None of the beers were deemed interesting enough to be entered into the World Series, though the photos and notes are included here.
On 31 May 2021, two days after I’d conducted the Backshelf Beer tasting, Joongang Daily printed an article on craft beers.
The semifinals and finals were conducted back-to-back.
I was happy to be joined by my cousin PJS. As the earlier rounds clearly indicate, my tastes run towards the richer, deeper, hoppier European styles, so perhaps PJS – who is as Korean as they come – would provide a counterbalance. I even added Cass, long ago eliminated in the quarterfinals, just to see how far it would get with a Korean judge on the panel.
The semifinalists were divided into 2 groups:
Group 1: Beck’s vs Estrella Damm vs Tiger
Group 1: Heineken vs Pilsner Urquell vs San Miguel (vs Cass)
In the groupings, each beer was tasted blind and scored once on an overall 4.0-scale. The beer with the highest score, combined from both judges, moved on to the final round.
After the conclusion of Group 1, we took a 1-hour break and conducted Group 2.
Group 1 (me + PJS)
- Beck’s (3.0 + 3.0 = 6.0)
- Tiger (3.5 + 2.0 = 5.5)
- Estrella Damm (2.5 + 2.5 = 5.0)
Group 2 (me + PJS)
- Pilsner Urquell (3.5 + 2.0 = 5.5)
- Heineken (3.0 + 2.5 = 5.5)
- San Miguel (2.5 + 2.0 = 4.5)
- Cass (2.0 + 2.0 = 4.0)
Whereas Pilsner Urquell and Heineken tied in combined points, and I didn’t have enough beer for a tie-breaker (I had only brought 1 can of each contender), I called for both to advance to the finals.

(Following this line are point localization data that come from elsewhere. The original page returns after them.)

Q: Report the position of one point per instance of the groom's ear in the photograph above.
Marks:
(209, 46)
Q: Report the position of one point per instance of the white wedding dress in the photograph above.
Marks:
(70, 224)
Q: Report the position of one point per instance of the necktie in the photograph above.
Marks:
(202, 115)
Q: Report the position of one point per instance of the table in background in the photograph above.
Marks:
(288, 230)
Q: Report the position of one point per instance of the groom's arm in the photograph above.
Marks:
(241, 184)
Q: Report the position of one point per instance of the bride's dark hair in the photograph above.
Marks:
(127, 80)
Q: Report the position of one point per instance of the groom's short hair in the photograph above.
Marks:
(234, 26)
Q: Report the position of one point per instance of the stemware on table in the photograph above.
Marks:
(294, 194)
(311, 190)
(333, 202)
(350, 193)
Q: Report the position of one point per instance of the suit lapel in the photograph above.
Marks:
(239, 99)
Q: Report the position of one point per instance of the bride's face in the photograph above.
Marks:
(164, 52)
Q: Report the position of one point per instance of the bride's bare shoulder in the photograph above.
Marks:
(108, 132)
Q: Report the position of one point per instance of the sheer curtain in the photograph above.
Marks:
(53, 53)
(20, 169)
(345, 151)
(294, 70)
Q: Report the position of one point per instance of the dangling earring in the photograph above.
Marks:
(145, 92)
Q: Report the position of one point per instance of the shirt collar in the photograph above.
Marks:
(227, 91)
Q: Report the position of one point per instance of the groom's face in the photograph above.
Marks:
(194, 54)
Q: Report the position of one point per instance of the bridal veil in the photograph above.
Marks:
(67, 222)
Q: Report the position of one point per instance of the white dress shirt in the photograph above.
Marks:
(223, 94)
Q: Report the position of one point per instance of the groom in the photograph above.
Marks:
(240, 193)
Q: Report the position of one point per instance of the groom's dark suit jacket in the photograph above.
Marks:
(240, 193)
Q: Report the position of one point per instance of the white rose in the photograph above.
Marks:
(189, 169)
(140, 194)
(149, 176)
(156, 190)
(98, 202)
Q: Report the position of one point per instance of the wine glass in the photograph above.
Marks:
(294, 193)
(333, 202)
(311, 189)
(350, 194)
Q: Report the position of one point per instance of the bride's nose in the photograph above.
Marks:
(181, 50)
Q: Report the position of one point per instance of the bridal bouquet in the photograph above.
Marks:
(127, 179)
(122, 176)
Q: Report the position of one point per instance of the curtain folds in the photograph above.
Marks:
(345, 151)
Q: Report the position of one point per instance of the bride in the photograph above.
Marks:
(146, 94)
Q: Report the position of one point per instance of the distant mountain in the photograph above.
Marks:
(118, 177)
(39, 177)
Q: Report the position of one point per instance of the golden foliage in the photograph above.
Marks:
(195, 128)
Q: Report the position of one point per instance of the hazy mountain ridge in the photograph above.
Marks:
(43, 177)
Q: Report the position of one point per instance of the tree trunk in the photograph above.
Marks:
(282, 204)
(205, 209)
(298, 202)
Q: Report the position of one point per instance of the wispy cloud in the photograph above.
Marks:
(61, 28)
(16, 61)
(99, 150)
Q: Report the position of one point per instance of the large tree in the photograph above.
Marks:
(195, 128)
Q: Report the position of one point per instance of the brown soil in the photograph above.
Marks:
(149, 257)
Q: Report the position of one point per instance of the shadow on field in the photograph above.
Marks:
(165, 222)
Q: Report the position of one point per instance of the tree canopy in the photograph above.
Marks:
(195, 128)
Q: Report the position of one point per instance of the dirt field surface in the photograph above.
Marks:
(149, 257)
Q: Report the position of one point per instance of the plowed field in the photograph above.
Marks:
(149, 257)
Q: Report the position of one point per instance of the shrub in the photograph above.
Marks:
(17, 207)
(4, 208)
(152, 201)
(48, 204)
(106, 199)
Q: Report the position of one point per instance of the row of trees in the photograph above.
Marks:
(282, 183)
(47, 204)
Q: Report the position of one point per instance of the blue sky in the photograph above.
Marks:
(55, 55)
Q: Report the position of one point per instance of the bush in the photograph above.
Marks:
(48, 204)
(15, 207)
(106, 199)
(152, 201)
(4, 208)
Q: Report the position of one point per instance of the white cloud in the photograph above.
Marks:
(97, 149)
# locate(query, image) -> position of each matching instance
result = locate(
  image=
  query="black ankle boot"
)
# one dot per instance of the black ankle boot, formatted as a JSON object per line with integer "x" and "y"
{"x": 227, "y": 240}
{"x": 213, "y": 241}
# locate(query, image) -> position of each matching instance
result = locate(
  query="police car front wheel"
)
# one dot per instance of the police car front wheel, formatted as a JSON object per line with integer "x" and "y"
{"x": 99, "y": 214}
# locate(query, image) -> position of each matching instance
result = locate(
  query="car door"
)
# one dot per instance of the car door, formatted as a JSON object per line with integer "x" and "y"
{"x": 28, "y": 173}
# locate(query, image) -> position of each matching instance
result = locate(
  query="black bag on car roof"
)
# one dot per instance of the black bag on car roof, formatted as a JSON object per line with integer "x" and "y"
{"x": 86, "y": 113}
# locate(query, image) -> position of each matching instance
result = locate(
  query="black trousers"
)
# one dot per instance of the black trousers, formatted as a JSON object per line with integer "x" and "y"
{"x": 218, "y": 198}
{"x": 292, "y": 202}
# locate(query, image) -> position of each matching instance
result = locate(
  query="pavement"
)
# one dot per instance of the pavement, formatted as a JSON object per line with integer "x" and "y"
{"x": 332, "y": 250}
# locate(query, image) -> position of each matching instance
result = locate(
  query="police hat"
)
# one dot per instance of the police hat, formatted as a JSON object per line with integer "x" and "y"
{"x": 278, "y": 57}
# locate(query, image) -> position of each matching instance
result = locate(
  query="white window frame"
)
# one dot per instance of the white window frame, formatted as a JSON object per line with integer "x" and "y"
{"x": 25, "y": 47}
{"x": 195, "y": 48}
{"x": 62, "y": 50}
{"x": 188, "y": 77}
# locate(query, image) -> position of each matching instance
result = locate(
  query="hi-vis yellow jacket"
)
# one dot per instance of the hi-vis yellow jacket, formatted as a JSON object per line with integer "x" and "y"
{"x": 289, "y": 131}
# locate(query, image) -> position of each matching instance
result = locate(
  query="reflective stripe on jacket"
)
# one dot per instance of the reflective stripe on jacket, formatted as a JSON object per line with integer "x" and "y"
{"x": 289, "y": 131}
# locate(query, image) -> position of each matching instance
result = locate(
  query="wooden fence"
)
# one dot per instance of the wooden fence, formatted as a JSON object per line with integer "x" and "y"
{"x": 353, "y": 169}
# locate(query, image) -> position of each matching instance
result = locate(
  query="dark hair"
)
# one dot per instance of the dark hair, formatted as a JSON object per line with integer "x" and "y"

Individually, we blind-tasted the final three beers and ranked them first, second, and third. The top choice was allocated 3 points, the middle choice 1 point, and the last choice 0 points, then the points from both judges were combined.
- Pilsner Urquell (3 + 3 = 6)
- Beck’s (1 + 0 = 1)
- Heineken (0 + 1 = 1)
How perfectly poetic that the inventor of pilsner should win the World Series of Pilsner, 180 years later. It has long been one of my favorites, so I was glad to secure affirmation. The outcome would’ve turned out the same had I done the tasting alone, so the win is even more convincing with my cousin’s vote.
Throughout the competition, I’ve been pleasantly surprised to see Heineken consistently win high points. The brand is sometimes dismissed by cynics, just because of its global ubiquity. As WSP suggests, perhaps the popularity is well-deserved.
The Top 3 finish of Beck’s shows that I had good taste in beers even as a college student.
Overall, I was comforted to confirm that most of the beers were just fine to drink. I won’t complain to find them on a menu.
Generally, I was disappointed but not surprised to see the Korean contenders do so poorly. This was largely a reflection of my own dislike of thin, bland beers, though my cousin seemed to agree. I was pleased to discover that newcomer Terra is quite good: rich, balanced, unlike any Korean beer in history. I realized that most Korean beers have silly names that sound vaguely like words, but aren’t: e.g., Cass, Terra, Kloud, Hite, Fitz, Filite, Filgood. (Same with Korean cars names: e.g., Sorento, Avante, Elantra, Veracruz, Atoz, Starex, Starius, Korando, Equus, Actyon, Rexton, Kyron.)